Parler, qui se présente comme une alternative conservatrice à Twitter et Facebook, avait demandé une ordonnance du tribunal exigeant qu'Amazon rétablisse son service d'hébergement Web en attendant un procès complet. Mais « Parler est loin d'avoir démontré, comme il le devrait, qu'il a soulevé de sérieuses questions quant au bien-fondé de ses revendications » et il n'a pas réussi à prouver « que la balance des actions penche en sa faveur, et encore moins fortement ; ou que l'intérêt public réside dans l'octroi de l'injonction », a déclaré la décision de la juge Barbara Jacobs Rothstein au tribunal de district américain pour le District Ouest de Washington.
Parler pourrait encore l'emporter dans cette affaire, mais il ne sera pas réintégré au service d'Amazon dans l'intervalle. Parler a également accusé Amazon de conspiration dans la restriction du commerce et d'interférence délictueuse avec l'attente des entreprises. Dans une déclaration, Jeffrey Wernick, le COO de Parler, a déclaré que le fait que Rothstein n'ait pas rejeté l'affaire d'emblée était remarquable. « Nous restons confiants que nous allons finalement l'emporter dans l'affaire principale », a-t-il déclaré.

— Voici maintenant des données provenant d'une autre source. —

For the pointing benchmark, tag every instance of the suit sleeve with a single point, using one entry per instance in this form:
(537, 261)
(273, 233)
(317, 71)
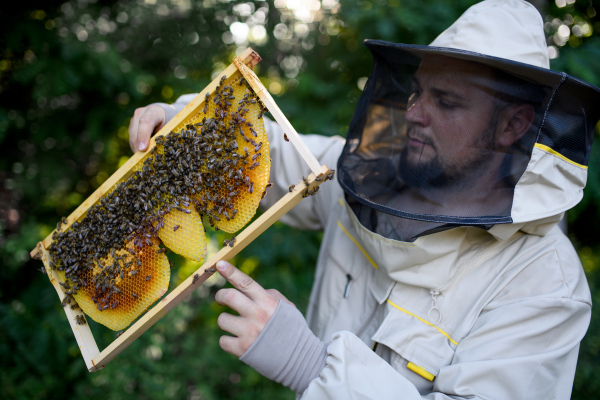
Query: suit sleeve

Parler a attiré les partisans de l'ancien président Donald Trump, qui a fait l’objet de suspension puis de retrait définitif sur les grands sites comme Facebook et Twitter après les événements du Capitole. Mais peu après l'attaque du 6 janvier, Parler a commencé à ressentir la pression. Tout d'abord, Google et Apple l'ont banni de leurs magasins d'applications, ce qui a rendu le téléchargement de l'application presque impossible. Ensuite, le service d'hébergement d'Amazon, Amazon Web Services, a fermé le compte de Parler, après avoir averti la société à plusieurs reprises, d’après Amazon. C’est alors que la société a poursuivi Amazon.
AWS a riposté un jour après. On peut lire dans le dossier d’Amazon : « Cette affaire n'a pas pour but de supprimer des discours ou d'étouffer des points de vue. Il ne s'agit pas d'une conspiration visant à restreindre le commerce. Il s'agit plutôt de la réticence et de l'incapacité démontrées de Parler à retirer des serveurs d'Amazon Web Services les contenus qui menacent la sécurité publique, par exemple, en incitant et en planifiant le viol, la torture et l'assassinat d'agents publics et de citoyens. Il n'existe aucune base juridique dans les accords avec les clients d'AWS ou autre pour obliger AWS à héberger des contenus de cette nature ».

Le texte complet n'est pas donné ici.